Aquello que diferencia a este despacho de cualquier otro con servicios iguales o similares y con la misma vocación de atención al cliente, es el uso que hace de la tecnología como herramienta para lograr su objetivo: sorprender y satisfacer al cliente. Un cliente que casi siempre, repite.

El sistema tecnológico del despacho combina varias herramientas tecnológicas que ya existen en el mercado, con el desarrollo de soluciones propias, entre las que se incluyen los algoritmos de inteligencia artificial para leer, analizar, interpretar, decidir y llevar a cabo determinadas tareas.

Imaginen la diferencia en la percepción de valor cuando alguien contrata online la realización de un trámite legal o administrativo y, cuando ha enviado la información necesaria para cumplimentarlo, el mensaje de confirmación que recibe, en lugar de indicar que en breve se dará cumplimiento a su solicitud y que se le irá informando del avance del trámite, dicho mensaje ya incorpora el comprobante de presentación de su solicitud en el organismo correspondiente.

Es el correcto uso de la tecnología lo que permite estos automatismos sin que sea necesaria la intervención humana en su mayoría y lo más importante, que el cliente no sienta que es una máquina quién está al otro lado.

El despacho está logrando completar entre el 60 y el 70% de sus encargos de forma totalmente automatizada sin necesidad de intervención por parte de personas físicas y en mi opinión, este porcentaje incrementará en los próximos años.

Al leer esto, es probable que muchos despachos se pregunten varias cosas: ¿puedo yo lograr un nivel similar de automatización? ¿Puedo seguir compitiendo contra este tipo de despachos con mi modelo de negocio actual?
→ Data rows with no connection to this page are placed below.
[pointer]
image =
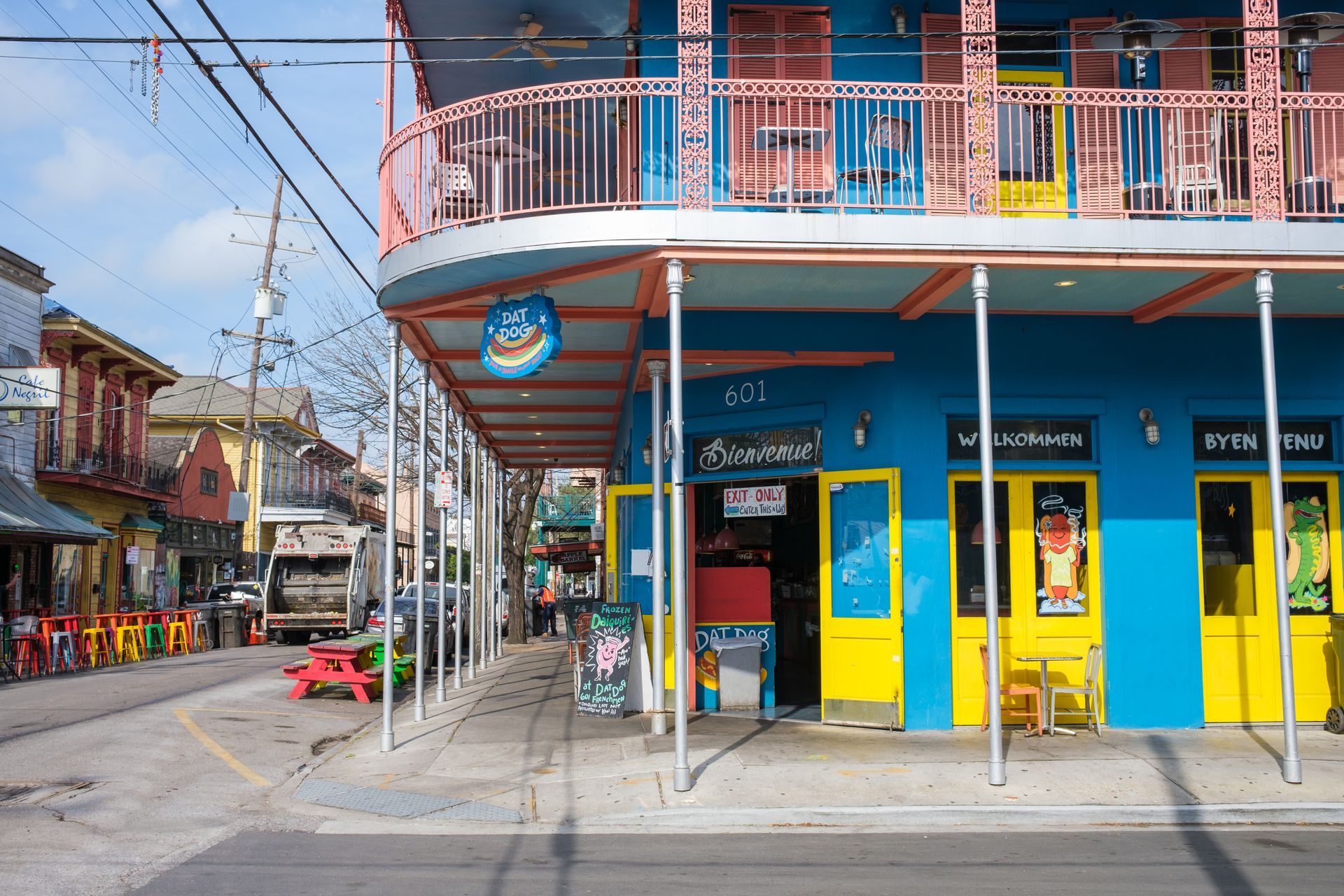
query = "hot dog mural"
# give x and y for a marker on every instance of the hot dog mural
(707, 663)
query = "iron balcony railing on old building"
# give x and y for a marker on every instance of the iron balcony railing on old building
(116, 466)
(307, 500)
(846, 147)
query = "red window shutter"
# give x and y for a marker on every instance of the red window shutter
(1097, 128)
(1328, 127)
(945, 121)
(755, 174)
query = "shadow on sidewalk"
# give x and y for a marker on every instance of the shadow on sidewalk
(1218, 865)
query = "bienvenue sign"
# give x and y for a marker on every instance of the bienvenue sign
(761, 450)
(1023, 440)
(1246, 441)
(762, 500)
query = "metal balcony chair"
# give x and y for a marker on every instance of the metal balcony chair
(886, 160)
(454, 188)
(1194, 141)
(1089, 692)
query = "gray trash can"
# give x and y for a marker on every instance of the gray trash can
(230, 625)
(739, 672)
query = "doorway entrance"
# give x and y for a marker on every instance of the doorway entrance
(757, 574)
(1240, 614)
(1049, 580)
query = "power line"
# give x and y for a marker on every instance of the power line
(274, 102)
(158, 301)
(238, 112)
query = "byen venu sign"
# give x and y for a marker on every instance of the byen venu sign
(521, 337)
(761, 450)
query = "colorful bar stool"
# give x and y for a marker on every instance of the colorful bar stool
(178, 640)
(131, 644)
(99, 645)
(155, 641)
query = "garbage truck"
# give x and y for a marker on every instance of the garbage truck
(323, 580)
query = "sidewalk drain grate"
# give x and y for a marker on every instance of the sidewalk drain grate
(477, 812)
(30, 793)
(400, 804)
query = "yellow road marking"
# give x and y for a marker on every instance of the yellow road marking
(213, 746)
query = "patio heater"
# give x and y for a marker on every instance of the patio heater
(1136, 41)
(1303, 34)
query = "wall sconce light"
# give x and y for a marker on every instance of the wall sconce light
(1151, 430)
(898, 18)
(860, 429)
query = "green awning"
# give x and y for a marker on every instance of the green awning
(136, 522)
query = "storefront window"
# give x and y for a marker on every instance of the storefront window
(860, 551)
(971, 556)
(1227, 548)
(65, 577)
(1307, 531)
(1060, 514)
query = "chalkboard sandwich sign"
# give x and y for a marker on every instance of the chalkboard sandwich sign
(605, 675)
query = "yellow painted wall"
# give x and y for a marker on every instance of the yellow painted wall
(106, 511)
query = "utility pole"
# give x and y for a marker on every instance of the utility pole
(354, 485)
(249, 414)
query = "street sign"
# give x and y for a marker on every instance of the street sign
(30, 387)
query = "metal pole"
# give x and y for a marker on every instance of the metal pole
(394, 371)
(499, 556)
(479, 533)
(657, 371)
(457, 564)
(1265, 302)
(476, 554)
(682, 767)
(980, 293)
(421, 554)
(440, 691)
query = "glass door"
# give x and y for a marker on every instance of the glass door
(1049, 582)
(1240, 614)
(862, 645)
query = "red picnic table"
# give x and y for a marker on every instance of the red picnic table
(339, 663)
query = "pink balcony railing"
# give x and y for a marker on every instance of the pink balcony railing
(858, 148)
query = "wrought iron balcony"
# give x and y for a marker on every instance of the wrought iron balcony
(116, 466)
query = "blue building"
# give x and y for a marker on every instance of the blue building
(828, 178)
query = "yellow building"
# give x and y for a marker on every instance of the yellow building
(295, 476)
(93, 461)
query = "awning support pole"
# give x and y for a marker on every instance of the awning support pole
(457, 561)
(1265, 301)
(657, 371)
(682, 767)
(980, 293)
(394, 371)
(421, 548)
(440, 691)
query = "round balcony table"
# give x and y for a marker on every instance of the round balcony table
(1044, 687)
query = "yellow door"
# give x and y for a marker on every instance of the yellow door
(1049, 582)
(862, 647)
(1032, 167)
(1240, 614)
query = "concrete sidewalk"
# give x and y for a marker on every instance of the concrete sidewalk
(510, 748)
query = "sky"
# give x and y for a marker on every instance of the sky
(155, 204)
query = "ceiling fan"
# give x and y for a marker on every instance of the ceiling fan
(524, 38)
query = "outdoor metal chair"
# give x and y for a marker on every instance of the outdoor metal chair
(1089, 692)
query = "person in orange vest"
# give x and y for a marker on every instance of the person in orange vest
(547, 610)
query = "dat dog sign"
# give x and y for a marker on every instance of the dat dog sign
(521, 337)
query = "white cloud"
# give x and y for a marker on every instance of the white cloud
(88, 169)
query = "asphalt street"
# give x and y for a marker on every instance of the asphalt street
(141, 764)
(1098, 862)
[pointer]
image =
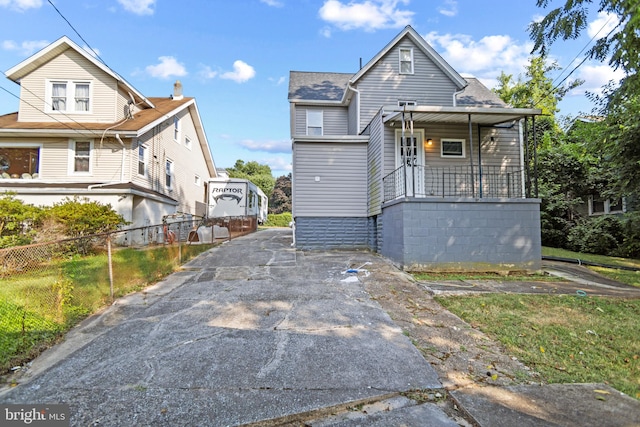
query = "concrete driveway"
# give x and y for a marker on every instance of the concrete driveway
(251, 332)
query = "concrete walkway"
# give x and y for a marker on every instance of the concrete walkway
(256, 333)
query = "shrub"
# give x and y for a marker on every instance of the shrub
(600, 235)
(279, 220)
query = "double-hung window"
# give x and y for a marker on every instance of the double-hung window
(69, 96)
(168, 180)
(80, 154)
(314, 122)
(452, 147)
(142, 159)
(406, 61)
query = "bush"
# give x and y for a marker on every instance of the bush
(601, 235)
(279, 220)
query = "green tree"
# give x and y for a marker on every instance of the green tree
(259, 174)
(620, 105)
(17, 220)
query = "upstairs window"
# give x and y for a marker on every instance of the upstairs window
(142, 160)
(80, 154)
(314, 122)
(69, 96)
(168, 181)
(406, 61)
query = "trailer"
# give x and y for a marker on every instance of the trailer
(236, 197)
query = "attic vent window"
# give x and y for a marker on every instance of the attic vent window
(406, 61)
(69, 96)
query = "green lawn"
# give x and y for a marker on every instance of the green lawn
(624, 276)
(567, 339)
(38, 307)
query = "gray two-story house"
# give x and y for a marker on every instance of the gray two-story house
(408, 158)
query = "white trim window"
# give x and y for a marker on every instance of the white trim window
(315, 123)
(80, 157)
(406, 60)
(600, 206)
(176, 129)
(143, 159)
(69, 96)
(452, 147)
(168, 174)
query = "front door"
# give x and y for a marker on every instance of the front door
(409, 151)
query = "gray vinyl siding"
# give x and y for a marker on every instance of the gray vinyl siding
(334, 120)
(67, 66)
(384, 85)
(503, 151)
(342, 172)
(376, 170)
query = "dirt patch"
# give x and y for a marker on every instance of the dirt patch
(460, 353)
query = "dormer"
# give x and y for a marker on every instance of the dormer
(66, 83)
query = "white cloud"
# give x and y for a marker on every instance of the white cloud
(485, 58)
(21, 5)
(280, 80)
(272, 3)
(369, 15)
(595, 76)
(241, 72)
(602, 25)
(139, 7)
(167, 68)
(25, 48)
(450, 8)
(283, 146)
(207, 73)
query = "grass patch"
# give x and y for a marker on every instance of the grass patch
(38, 307)
(512, 276)
(566, 339)
(623, 276)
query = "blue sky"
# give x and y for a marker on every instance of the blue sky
(234, 56)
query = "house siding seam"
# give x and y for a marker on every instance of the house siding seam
(332, 233)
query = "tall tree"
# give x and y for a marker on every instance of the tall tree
(259, 174)
(620, 46)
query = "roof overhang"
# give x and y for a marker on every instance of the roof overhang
(458, 115)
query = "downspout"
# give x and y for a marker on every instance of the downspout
(357, 108)
(123, 157)
(473, 181)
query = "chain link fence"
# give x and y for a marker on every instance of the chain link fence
(47, 288)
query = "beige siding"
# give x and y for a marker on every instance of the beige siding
(330, 179)
(187, 163)
(69, 65)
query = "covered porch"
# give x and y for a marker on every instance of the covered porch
(473, 212)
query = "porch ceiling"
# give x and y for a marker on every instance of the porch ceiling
(459, 115)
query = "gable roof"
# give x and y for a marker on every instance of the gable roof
(58, 47)
(409, 32)
(317, 86)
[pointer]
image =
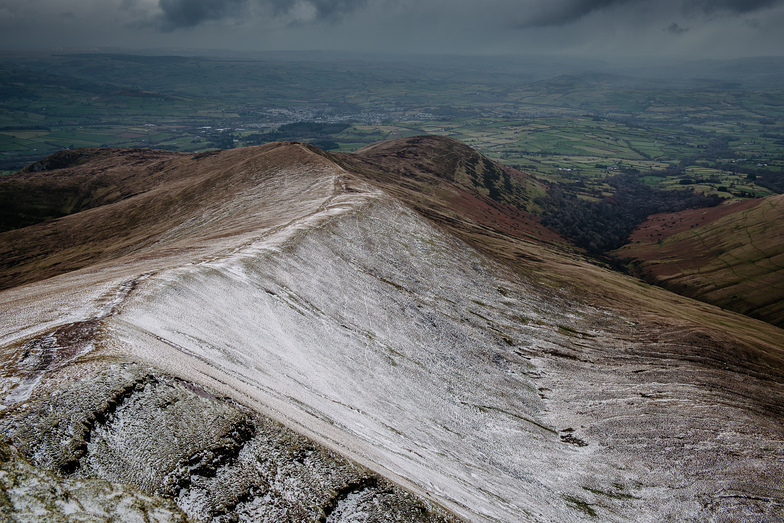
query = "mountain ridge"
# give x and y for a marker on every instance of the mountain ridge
(504, 382)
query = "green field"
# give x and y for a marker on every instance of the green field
(570, 128)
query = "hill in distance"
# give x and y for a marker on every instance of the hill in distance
(731, 255)
(280, 334)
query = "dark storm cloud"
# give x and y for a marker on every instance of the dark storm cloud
(676, 29)
(731, 6)
(325, 9)
(178, 14)
(562, 12)
(184, 14)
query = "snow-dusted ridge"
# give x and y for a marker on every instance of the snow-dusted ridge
(356, 322)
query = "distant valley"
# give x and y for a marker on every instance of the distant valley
(278, 333)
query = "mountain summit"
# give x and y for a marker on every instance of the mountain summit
(281, 334)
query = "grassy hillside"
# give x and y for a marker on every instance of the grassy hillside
(731, 256)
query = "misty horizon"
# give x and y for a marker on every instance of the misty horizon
(609, 29)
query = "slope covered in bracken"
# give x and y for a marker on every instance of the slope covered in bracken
(281, 334)
(731, 256)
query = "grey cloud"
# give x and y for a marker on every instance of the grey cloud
(179, 14)
(564, 12)
(730, 6)
(325, 9)
(184, 14)
(676, 29)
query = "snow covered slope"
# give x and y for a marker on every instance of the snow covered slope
(314, 299)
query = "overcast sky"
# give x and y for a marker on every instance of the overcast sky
(689, 28)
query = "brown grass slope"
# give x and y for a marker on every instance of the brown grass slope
(731, 256)
(176, 203)
(150, 204)
(484, 203)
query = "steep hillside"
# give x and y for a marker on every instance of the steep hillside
(731, 256)
(279, 334)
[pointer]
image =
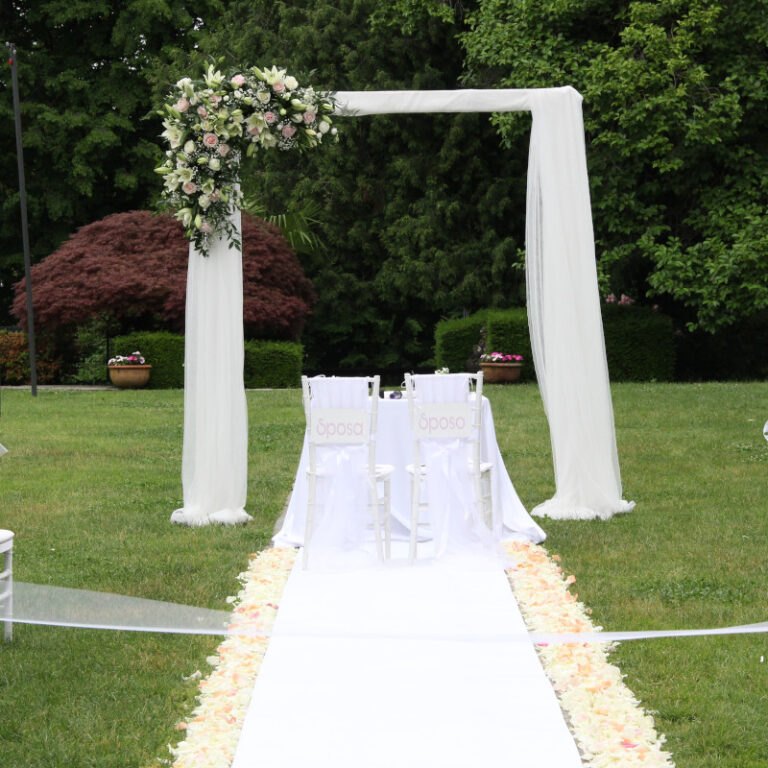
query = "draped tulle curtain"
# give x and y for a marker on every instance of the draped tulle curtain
(215, 453)
(564, 314)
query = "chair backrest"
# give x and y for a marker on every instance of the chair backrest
(340, 411)
(445, 407)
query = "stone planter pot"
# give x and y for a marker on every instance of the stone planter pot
(500, 373)
(129, 376)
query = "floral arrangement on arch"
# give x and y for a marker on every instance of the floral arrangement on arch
(210, 122)
(500, 357)
(135, 358)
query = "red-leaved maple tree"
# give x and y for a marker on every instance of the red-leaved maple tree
(133, 267)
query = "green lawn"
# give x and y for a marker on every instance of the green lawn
(92, 477)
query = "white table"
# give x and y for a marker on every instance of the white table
(394, 445)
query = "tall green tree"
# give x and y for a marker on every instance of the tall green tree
(675, 104)
(84, 69)
(421, 216)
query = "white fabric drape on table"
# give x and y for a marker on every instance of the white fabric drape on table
(215, 454)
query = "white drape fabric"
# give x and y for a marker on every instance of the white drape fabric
(564, 314)
(215, 454)
(563, 301)
(563, 309)
(341, 502)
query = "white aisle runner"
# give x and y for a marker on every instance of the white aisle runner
(397, 667)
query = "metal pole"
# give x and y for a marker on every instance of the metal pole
(24, 226)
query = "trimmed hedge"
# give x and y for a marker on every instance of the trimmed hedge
(273, 364)
(267, 365)
(639, 342)
(164, 351)
(455, 340)
(736, 353)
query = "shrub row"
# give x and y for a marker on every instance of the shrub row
(639, 342)
(268, 364)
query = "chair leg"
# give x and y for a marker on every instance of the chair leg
(373, 490)
(387, 519)
(8, 600)
(415, 492)
(311, 498)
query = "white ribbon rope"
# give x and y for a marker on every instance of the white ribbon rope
(83, 609)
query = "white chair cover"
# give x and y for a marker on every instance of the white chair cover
(215, 457)
(341, 511)
(453, 511)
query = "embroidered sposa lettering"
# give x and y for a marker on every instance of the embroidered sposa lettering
(339, 425)
(443, 420)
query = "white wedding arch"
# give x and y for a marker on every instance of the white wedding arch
(563, 311)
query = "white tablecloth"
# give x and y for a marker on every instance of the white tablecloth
(394, 445)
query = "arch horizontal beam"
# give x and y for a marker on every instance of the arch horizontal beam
(361, 103)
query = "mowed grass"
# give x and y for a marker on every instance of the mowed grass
(92, 478)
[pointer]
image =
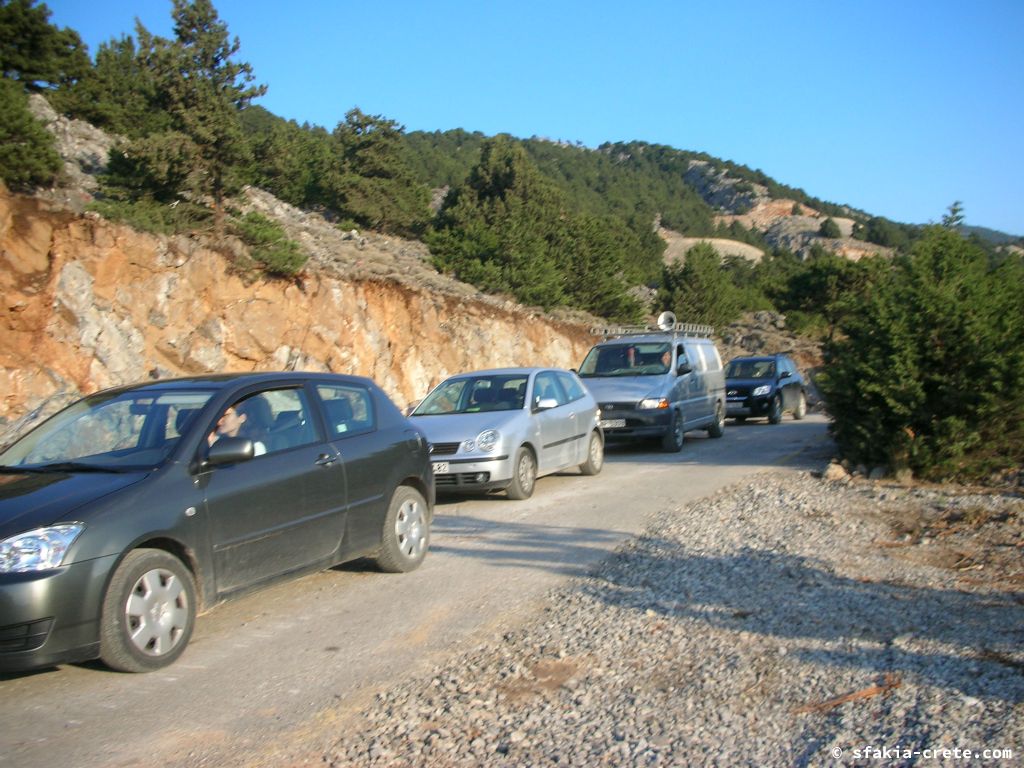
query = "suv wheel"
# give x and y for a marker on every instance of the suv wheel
(673, 440)
(717, 429)
(801, 411)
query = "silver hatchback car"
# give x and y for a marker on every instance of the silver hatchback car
(502, 429)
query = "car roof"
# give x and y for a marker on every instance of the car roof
(505, 372)
(222, 381)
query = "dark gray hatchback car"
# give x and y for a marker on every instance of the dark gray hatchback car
(132, 510)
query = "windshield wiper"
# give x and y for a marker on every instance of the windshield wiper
(68, 467)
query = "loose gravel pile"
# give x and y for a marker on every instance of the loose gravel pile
(790, 622)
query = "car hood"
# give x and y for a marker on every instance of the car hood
(459, 427)
(31, 500)
(626, 388)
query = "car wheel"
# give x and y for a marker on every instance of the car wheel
(148, 612)
(717, 429)
(801, 411)
(523, 475)
(595, 455)
(673, 440)
(406, 534)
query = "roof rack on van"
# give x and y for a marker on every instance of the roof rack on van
(676, 329)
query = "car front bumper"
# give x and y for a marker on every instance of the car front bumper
(621, 424)
(51, 616)
(472, 475)
(748, 407)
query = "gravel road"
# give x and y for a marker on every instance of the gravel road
(790, 621)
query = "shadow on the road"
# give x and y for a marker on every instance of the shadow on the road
(965, 641)
(569, 551)
(808, 441)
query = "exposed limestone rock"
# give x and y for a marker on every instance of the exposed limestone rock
(89, 304)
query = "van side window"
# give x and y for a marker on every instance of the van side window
(696, 358)
(713, 357)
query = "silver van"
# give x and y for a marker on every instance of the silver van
(656, 382)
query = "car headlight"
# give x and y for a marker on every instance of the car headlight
(487, 439)
(653, 403)
(41, 549)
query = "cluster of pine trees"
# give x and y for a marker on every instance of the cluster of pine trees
(926, 348)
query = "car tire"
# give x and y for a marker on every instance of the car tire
(406, 534)
(148, 612)
(717, 429)
(595, 455)
(801, 411)
(523, 475)
(672, 442)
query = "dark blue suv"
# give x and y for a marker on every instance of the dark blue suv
(764, 386)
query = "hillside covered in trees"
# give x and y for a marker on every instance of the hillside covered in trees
(549, 224)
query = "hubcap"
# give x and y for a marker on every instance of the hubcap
(410, 528)
(157, 612)
(526, 472)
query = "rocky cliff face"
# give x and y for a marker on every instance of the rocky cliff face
(89, 304)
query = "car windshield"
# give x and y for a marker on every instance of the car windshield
(109, 432)
(470, 394)
(749, 369)
(628, 358)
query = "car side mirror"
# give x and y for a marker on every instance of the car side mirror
(229, 451)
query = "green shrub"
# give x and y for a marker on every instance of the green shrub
(269, 245)
(927, 371)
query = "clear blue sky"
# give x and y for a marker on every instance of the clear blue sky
(897, 108)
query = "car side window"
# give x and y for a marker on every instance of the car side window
(274, 420)
(290, 423)
(547, 387)
(571, 385)
(348, 410)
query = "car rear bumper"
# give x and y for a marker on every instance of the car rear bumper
(51, 616)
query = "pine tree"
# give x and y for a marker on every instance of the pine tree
(35, 52)
(203, 90)
(27, 155)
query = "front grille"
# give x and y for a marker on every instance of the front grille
(609, 409)
(25, 636)
(443, 449)
(460, 479)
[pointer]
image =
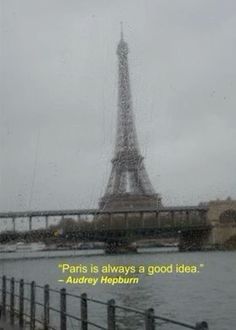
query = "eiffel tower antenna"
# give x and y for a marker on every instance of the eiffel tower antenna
(129, 185)
(121, 31)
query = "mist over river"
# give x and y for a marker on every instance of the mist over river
(209, 295)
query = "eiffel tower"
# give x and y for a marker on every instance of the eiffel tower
(129, 186)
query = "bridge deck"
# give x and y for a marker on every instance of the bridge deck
(7, 326)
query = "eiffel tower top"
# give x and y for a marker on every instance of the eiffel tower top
(129, 185)
(126, 136)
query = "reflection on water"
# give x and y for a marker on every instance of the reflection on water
(208, 295)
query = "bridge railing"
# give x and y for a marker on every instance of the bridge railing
(21, 302)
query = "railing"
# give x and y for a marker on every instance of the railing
(26, 314)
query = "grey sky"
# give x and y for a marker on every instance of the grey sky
(59, 94)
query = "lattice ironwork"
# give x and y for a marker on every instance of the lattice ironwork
(129, 185)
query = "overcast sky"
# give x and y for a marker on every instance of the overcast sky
(59, 94)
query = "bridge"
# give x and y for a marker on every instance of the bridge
(194, 225)
(197, 227)
(28, 305)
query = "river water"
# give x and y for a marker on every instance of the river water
(209, 294)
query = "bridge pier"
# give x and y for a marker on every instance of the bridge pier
(120, 247)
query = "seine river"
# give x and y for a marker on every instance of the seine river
(208, 295)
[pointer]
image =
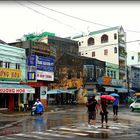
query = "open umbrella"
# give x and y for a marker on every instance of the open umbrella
(114, 95)
(108, 97)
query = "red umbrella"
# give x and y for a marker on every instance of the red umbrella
(107, 97)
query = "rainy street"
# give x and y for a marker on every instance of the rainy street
(69, 123)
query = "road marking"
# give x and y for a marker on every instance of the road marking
(52, 134)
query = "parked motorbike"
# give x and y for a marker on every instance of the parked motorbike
(37, 109)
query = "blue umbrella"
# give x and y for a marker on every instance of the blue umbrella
(114, 95)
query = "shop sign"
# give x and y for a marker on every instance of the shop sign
(46, 76)
(12, 90)
(45, 64)
(31, 76)
(107, 80)
(32, 60)
(43, 92)
(117, 82)
(10, 73)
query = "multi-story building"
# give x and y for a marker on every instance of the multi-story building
(40, 66)
(78, 72)
(107, 45)
(12, 74)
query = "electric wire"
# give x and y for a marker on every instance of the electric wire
(78, 17)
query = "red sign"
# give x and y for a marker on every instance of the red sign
(12, 90)
(35, 84)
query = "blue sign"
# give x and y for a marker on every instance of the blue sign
(45, 68)
(31, 76)
(45, 64)
(32, 60)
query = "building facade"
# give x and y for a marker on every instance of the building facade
(12, 74)
(107, 45)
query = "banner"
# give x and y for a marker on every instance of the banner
(6, 73)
La respuesta a estas preguntas no es nunca la misma y depende del tipo de servicio que presta el despacho, de su estrategia y muchos otros factores que deben analizarse de forma pormenorizada. Lo que sí está claro es que los servicios que tradicionalmente se ha considerado que tienen “poco valor añadido”, pero que en realidad sabemos que siguen estando en los portafolios de muchos despachos, son completamente automatizables y se puede aportar muchísimo valor con ellos en términos de celeridad, eficiencia y rentabilidad económica para el cliente. En mi opinión, es solamente cuestión de tiempo que estos servicios más básicos se presten, globalmente, de forma totalmente automatizada, y que los despachos que no se hayan adaptado vayan abandonando esta línea de negocio, pues no tendrá ningún sentido económico por ninguna de las dos partes.

Claramente, esto forma parte del actual proceso de reestructuración del sector legal que aunque de forma lenta y a veces imperceptible, va avanzando y consolidando.

No obstante, no creo que sea una lucha de David contra Goliat donde los despachos con modelos de negocio algo más tradicionales deban ver amenazada su existencia. Cada uno de ellos tiene sus propias fortalezas, las cuales debe reforzar y mejorar constantemente, asegurando un servicio excelente para su cliente, eficiente y rentable para su negocio, en aquello que realmente sea muy bueno, en total armonía y coexistencia entre ellos.